We encourage students who are developing risk prediction models as part of their research to provide information about those projects during the registration confirmation. The details of the project will be possibly used as case studies to facilitate discussion of the methods in a concrete example that is relevant to the students. If you have such an example please answer the following questions:

  1. Describe the population for which the prediction model is intended to be used. Who are they, and what information is available to base the predictions on? What outcome is being predicted?

  2. What decisions will be made on the basis of the prediction? What is likely to happen or change after the prediction is made?

  3. What are the main challenges in the development, evaluation, or use of the prediction model?

Teachers

  • Erin Gabriel, Professor at the Section of Biostatistics at the University of Copenhagen. Her research interest is in causal inference, specifically partial identification.

  • Ruth Keogh, Professor of Biostatistics and Epidemiology in the Medical Statistics Department and Co-Director of the Centre for Data and Statistical Science for Health (DASH). Ruth’s research interests are in statistical methods for analysis of observational data, particularly in causal inference for time-to-event outcomes, and in applications in a range of areas of health research.

  • Thomas Alexander Gerds, Professor at the Section of Biostatistics, University of Copenhagen and Steno Diabetes Center Copenhagen. Thomas’ research is about the theory and the applications of statistical methods for binary, longitudinal and time-to-event data.

  • Michael Sachs, Associate Professor at the Section of Biostatistics at the University of Copenhagen. His research interests are the development and evaluation of risk prediction models and biomarkers, statistical computing, and causal inference.

  • Nan van Geloven, Assistant professor of Biostatistics in the department of Biomedical Data Sciences at Leiden Univeristy Medical Center, Leiden, the Netherlands. Her research interests include causal prediction.

  • Karla Diaz-Ordaz is a Professor of Biostatistics at University College London, Department of Statistical Science. She is interested in causal inference, machine learning and non-parametric methods, motivated by epidemiology and clinical trials applications.

Schedule

Day 1

  • Overview and introduction to risk prediction modeling. Lectures and practical.
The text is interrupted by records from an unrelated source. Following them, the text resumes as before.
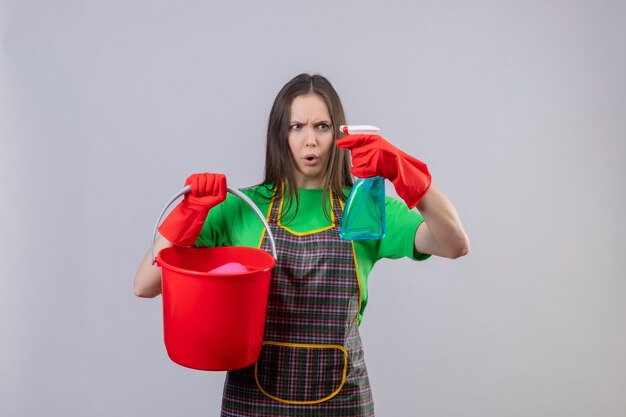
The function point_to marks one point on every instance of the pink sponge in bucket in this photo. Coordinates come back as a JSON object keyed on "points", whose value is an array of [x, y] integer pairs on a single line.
{"points": [[229, 268], [215, 300], [214, 321]]}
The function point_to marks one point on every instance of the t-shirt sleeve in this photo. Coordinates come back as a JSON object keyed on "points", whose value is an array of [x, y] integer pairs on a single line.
{"points": [[401, 225]]}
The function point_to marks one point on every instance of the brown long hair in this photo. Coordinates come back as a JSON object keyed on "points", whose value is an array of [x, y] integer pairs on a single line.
{"points": [[278, 165]]}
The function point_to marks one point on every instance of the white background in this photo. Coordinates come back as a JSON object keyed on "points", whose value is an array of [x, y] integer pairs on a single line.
{"points": [[518, 107]]}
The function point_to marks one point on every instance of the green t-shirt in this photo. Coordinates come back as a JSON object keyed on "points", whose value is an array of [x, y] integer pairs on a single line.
{"points": [[234, 223]]}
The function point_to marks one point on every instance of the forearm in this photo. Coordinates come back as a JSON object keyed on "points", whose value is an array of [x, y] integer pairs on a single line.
{"points": [[443, 234], [148, 276]]}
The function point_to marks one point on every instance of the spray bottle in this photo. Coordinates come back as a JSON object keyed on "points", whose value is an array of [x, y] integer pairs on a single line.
{"points": [[364, 211]]}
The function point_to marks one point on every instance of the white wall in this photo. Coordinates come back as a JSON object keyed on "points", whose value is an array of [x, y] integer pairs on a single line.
{"points": [[517, 106]]}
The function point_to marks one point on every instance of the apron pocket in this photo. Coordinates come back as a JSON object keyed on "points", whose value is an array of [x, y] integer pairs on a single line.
{"points": [[295, 373]]}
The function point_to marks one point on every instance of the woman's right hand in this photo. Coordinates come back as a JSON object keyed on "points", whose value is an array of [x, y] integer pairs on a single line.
{"points": [[206, 189], [183, 225]]}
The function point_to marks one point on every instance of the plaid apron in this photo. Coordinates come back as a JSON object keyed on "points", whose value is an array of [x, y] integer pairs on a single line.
{"points": [[312, 360]]}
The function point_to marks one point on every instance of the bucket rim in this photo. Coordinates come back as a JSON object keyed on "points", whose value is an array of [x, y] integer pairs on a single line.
{"points": [[160, 262]]}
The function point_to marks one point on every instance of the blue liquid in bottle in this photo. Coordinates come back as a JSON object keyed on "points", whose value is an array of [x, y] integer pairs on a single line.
{"points": [[364, 211]]}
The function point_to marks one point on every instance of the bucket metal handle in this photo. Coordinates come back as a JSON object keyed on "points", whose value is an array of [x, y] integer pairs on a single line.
{"points": [[231, 190]]}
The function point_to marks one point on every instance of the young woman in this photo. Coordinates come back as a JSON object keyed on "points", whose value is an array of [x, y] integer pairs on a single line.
{"points": [[312, 360]]}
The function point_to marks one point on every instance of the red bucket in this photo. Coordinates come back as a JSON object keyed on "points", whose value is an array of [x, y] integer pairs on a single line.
{"points": [[215, 321]]}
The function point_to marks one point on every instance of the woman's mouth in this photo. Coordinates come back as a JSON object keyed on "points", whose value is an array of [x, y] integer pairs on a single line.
{"points": [[311, 159]]}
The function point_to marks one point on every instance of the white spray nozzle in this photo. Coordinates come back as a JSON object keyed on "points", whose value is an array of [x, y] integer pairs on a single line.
{"points": [[359, 129]]}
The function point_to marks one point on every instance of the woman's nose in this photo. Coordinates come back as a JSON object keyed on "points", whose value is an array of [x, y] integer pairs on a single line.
{"points": [[310, 138]]}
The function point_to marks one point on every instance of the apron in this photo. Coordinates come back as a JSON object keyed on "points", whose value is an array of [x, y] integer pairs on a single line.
{"points": [[312, 360]]}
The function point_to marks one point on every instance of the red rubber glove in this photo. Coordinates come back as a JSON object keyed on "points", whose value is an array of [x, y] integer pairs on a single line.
{"points": [[183, 225], [373, 156]]}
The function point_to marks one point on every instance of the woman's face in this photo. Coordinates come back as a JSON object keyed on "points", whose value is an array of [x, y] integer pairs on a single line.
{"points": [[310, 139]]}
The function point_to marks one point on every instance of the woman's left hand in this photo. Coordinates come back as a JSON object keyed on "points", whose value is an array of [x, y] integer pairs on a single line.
{"points": [[373, 156]]}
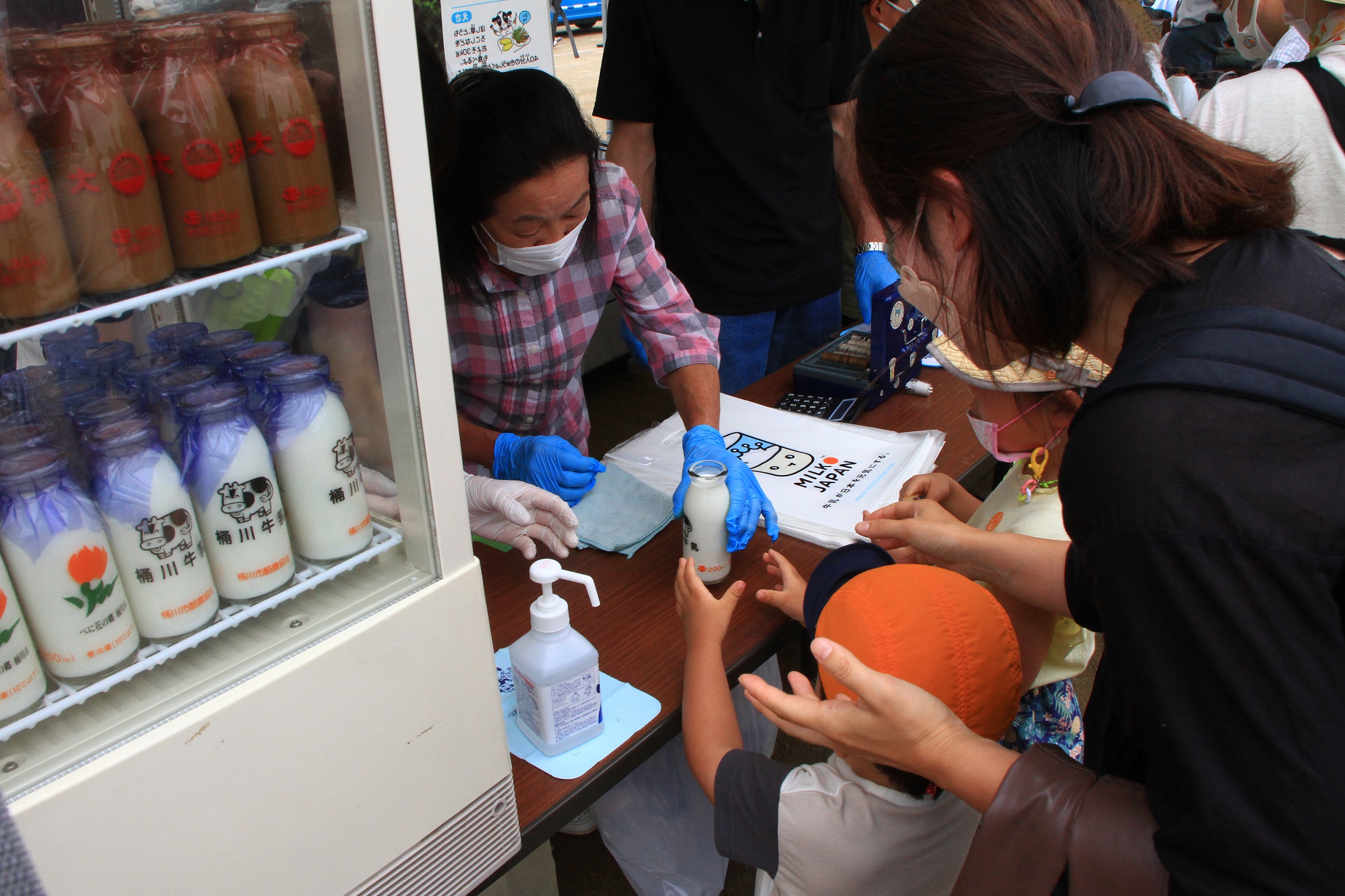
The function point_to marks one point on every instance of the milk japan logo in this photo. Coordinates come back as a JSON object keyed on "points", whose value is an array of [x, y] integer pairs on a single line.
{"points": [[246, 500], [764, 457], [162, 536], [825, 474]]}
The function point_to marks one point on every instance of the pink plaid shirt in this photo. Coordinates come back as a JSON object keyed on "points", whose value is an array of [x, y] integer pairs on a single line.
{"points": [[517, 360]]}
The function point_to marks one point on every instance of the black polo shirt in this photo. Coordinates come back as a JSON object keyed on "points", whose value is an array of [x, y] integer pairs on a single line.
{"points": [[747, 195]]}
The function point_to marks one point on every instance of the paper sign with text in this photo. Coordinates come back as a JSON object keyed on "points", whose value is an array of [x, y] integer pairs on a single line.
{"points": [[498, 34]]}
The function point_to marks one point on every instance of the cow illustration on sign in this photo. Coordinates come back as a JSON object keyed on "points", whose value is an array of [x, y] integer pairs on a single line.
{"points": [[162, 536], [510, 31], [246, 500], [764, 457]]}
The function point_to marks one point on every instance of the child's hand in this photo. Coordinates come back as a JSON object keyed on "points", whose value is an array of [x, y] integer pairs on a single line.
{"points": [[789, 598], [943, 490], [704, 619], [929, 486]]}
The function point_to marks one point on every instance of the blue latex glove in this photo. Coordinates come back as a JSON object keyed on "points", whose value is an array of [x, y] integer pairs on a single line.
{"points": [[872, 272], [548, 462], [747, 501]]}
  • Prediction modeling issues and methods. Lectures and group exercises.
    Validation methods, missing data, time-to-event outcomes, motivating examples.

  • Introduction to causal prediction. Lecture.

Day 2

  • Introduction to causal inference. Lectures, practical, group exercises.
    Causal graphs, estimands, estimation methods.

  • Formalization of causal prediction. Lectures and group exercises.
    When non-causal prediction methods fail, causal prediction estimands.

Day 3

  • Estimation of causal prediction models. Lectures and practical.
    Assumptions, adjustment sets and confounding, weighting and standardisation methods, doubly-robust methods.

  • Evaluation of causal prediction models. Lectures and practical.
    Performance metrics and their estimation.

Day 4

  • Advanced topics. Lectures.
    Time to event outcomes and competing events, time varying treatments and confounding.

  • Case studies. Group discussion.

  • Case studies continued. Group discussion.

  • Advanced topics continued: clinical utility. Lecture.

  • Summary and review. With Q&A.

Exercises and practicals

Students will have time to work individually and/or in groups to apply the methods to a synthetic dataset. For several exercises, small groups will produce prediction models and send them to the teachers for evaluation.

References

Cowley, Laura E, Daniel M Farewell, Sabine Maguire, and Alison M Kemp. 2019. “Methodological Standards for the Development and Evaluation of Clinical Prediction Rules: A Review of the Literature.” Diagnostic and Prognostic Research 3 (1): 16.
Efthimiou, Orestis, Michael Seo, Konstantina Chalkou, Thomas Debray, Matthias Egger, and Georgia Salanti. 2024. “Developing Clinical Prediction Models: A Step-by-Step Guide.” Bmj 386.
Gerds, Thomas A, Tianxi Cai, and Martin Schumacher. 2008. “The Performance of Risk Prediction Models.” Biometrical Journal: Journal of Mathematical Methods in Biosciences 50 (4): 457–79.